Here we go again. In this heartwarming article in today’s Guardian newspaper, British MPs on the Home Affairs Committee have decided that the internet is the most significant factor in the radicalisation of violent extremists and conclude that Something Must Be Done.
One paragraph leapt out at me:
“The Commons home affairs committee says internet service providers need to be as effective at removing material that promotes violent extremism as they are in removing content that is sexual or breaches copyright.” (My emphasis.)
Most of us are aware of the recent dogfight in the US about the proposed SOPA and PIPA laws to crack down on copyright infringement and, as a result, there is a somewhat belated but steadily increasing outcry in Europe about the imminent imposition of ACTA across the continent.
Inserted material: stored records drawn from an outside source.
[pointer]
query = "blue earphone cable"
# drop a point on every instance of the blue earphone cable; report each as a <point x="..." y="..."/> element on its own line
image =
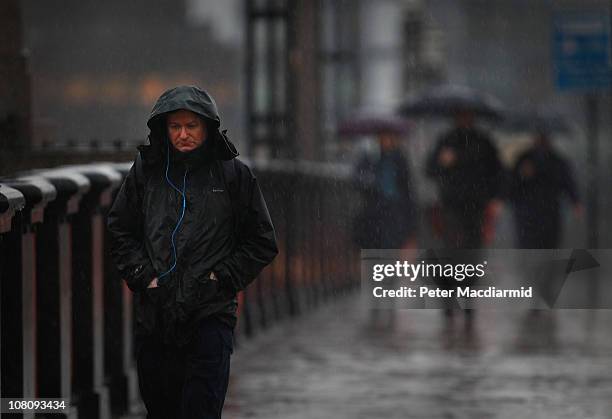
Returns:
<point x="180" y="220"/>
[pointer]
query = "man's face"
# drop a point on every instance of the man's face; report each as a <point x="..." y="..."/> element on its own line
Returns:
<point x="186" y="130"/>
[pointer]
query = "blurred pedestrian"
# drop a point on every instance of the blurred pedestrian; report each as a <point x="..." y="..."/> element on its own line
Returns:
<point x="189" y="229"/>
<point x="468" y="172"/>
<point x="388" y="219"/>
<point x="540" y="179"/>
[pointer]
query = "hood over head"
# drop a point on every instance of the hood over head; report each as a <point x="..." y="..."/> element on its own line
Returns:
<point x="193" y="99"/>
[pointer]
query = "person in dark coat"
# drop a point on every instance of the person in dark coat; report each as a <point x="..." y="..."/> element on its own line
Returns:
<point x="189" y="229"/>
<point x="388" y="219"/>
<point x="540" y="179"/>
<point x="466" y="167"/>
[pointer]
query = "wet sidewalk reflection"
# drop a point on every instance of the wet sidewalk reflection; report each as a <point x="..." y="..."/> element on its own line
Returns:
<point x="341" y="363"/>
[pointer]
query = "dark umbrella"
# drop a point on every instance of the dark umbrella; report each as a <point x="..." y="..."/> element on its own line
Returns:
<point x="373" y="124"/>
<point x="540" y="120"/>
<point x="448" y="100"/>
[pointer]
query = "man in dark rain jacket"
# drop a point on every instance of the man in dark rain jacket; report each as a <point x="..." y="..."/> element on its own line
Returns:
<point x="539" y="180"/>
<point x="189" y="229"/>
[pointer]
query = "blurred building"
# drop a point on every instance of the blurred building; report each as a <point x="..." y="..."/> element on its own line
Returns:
<point x="14" y="79"/>
<point x="97" y="67"/>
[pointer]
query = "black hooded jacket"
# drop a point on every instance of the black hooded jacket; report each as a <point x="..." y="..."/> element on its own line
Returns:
<point x="226" y="226"/>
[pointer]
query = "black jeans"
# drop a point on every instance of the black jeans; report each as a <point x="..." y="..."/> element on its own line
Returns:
<point x="186" y="382"/>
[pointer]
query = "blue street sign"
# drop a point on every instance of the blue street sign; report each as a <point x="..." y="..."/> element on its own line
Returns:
<point x="581" y="51"/>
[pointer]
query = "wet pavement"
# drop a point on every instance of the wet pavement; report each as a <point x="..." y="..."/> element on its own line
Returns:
<point x="336" y="363"/>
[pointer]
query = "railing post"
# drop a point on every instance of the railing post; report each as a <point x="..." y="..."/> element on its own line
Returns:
<point x="37" y="193"/>
<point x="11" y="340"/>
<point x="88" y="289"/>
<point x="55" y="261"/>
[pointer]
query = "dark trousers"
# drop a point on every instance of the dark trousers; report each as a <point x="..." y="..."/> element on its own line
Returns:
<point x="186" y="382"/>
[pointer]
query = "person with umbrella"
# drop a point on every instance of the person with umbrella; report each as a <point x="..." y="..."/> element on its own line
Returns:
<point x="466" y="167"/>
<point x="539" y="180"/>
<point x="388" y="216"/>
<point x="464" y="163"/>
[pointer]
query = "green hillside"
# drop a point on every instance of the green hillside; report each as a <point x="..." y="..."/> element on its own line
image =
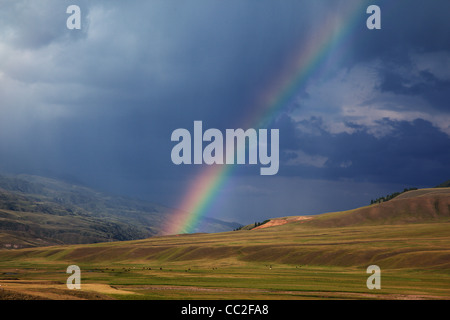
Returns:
<point x="36" y="211"/>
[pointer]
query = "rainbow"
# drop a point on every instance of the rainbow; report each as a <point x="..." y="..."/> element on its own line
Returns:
<point x="309" y="56"/>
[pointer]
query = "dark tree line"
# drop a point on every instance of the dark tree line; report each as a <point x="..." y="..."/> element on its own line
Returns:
<point x="390" y="196"/>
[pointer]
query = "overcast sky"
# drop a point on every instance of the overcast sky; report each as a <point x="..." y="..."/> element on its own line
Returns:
<point x="98" y="105"/>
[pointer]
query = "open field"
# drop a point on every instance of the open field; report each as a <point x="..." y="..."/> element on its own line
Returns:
<point x="291" y="261"/>
<point x="322" y="257"/>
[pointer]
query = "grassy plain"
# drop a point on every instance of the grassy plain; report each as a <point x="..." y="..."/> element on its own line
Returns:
<point x="297" y="260"/>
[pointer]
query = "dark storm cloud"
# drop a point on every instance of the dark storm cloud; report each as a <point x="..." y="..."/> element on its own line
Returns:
<point x="413" y="152"/>
<point x="427" y="86"/>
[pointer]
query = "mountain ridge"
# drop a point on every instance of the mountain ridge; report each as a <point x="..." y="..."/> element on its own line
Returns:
<point x="36" y="211"/>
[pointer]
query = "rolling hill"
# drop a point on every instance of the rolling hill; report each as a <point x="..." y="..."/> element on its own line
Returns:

I have written before about how such laws provide the military-intelligence complex with the perfect stalking horse for a panoptic surveillance state, and the campaigning writer, Cory Doctorow, summed it up beautifully when he wrote that “you can’t make a system that prevents spying by secret police and allows spying by media giants”.
And, lo, it is now apparently coming to pass. The Parliamentary half-wits are now proposing to use commercial legislation such as the utterly undemocratic ACTA as a benchmark for countering potential terrorists and extremists. Might they have failed to notice the plethora of existing counter-terrorism and eavesdropping legislation, put in place for this very purpose and already much used and abused by a wide range of public bodies in the UK?
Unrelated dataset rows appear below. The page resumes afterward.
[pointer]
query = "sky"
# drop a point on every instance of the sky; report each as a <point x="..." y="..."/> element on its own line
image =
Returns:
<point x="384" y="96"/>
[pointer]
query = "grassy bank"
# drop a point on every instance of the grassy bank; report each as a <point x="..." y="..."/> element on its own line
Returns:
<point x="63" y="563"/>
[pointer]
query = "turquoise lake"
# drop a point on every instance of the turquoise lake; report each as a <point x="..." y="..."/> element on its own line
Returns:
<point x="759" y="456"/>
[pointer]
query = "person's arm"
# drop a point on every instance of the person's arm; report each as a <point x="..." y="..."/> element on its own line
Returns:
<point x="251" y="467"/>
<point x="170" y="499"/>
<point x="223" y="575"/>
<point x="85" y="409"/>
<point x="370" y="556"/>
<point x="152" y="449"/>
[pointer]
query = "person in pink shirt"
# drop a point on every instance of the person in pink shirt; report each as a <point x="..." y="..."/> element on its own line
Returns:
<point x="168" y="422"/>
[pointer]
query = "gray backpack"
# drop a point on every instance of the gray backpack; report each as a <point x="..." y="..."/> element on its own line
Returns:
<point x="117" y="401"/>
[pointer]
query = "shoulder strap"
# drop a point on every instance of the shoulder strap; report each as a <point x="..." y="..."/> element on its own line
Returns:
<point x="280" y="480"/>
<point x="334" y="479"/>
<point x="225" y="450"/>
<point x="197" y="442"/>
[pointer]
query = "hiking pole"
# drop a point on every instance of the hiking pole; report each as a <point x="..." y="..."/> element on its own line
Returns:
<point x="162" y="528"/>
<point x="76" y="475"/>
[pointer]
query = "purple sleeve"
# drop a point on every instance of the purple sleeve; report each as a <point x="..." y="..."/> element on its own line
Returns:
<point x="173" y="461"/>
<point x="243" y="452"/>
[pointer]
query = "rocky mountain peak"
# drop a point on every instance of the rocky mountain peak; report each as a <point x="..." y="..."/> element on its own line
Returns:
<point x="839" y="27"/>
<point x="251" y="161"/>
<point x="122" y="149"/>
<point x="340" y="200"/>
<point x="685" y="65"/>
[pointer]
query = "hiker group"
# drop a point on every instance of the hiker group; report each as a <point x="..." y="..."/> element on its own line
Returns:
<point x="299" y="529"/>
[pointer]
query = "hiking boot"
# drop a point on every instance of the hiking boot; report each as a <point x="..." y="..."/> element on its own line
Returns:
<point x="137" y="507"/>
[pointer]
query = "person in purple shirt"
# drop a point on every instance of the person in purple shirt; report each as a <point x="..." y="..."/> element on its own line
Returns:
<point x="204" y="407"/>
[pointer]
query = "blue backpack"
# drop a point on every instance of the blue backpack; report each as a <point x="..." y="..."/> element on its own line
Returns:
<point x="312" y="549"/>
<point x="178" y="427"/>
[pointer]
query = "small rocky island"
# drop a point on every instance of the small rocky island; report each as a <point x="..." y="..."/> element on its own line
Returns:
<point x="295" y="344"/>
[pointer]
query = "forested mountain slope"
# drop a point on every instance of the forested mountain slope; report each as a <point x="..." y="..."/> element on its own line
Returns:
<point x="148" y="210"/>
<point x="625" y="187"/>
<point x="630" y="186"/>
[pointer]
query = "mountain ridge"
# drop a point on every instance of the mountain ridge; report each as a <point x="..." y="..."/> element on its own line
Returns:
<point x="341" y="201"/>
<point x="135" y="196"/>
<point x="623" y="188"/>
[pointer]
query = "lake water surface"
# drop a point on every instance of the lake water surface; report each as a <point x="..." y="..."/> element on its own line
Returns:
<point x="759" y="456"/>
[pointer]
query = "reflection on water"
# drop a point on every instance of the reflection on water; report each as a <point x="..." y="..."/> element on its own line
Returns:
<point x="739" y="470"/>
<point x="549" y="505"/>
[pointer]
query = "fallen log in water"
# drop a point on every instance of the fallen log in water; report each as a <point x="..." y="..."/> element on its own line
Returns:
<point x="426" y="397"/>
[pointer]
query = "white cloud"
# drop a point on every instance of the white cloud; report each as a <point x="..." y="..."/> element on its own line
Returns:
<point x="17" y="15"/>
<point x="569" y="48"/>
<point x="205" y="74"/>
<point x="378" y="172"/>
This yet again highlights the mission-creepy Big Brother corporatist group-think. Rather than having to spell it out in boring old linear text, here is some useful linkage — what I like to think of as 3‑D writing:
Protester = activist = domestic extremist = violent extremist = terrorist

I’m sure you can see where I am heading. To name but a few notorious abuses, we already live in a world where western governments and spy agencies collude in the kidnapping, torture and assassination of alleged terrorist suspects; the NDAA now endorses these practices within the US; British police spy on innocent protest groups for years; legitimate protesters can be “kettled”, beaten up and maced; activists can be pre-emptively arrested as easily in the UK as in Syria; and where American politicians want to designate the high-tech publishing organisation Wikileaks as a terrorist group.
There is an old aphorism that one man’s terrorist was another man’s freedom fighter. I think the time has come for an update:
One man’s terrorist is another man’s activist.
And we are all increasingly at risk.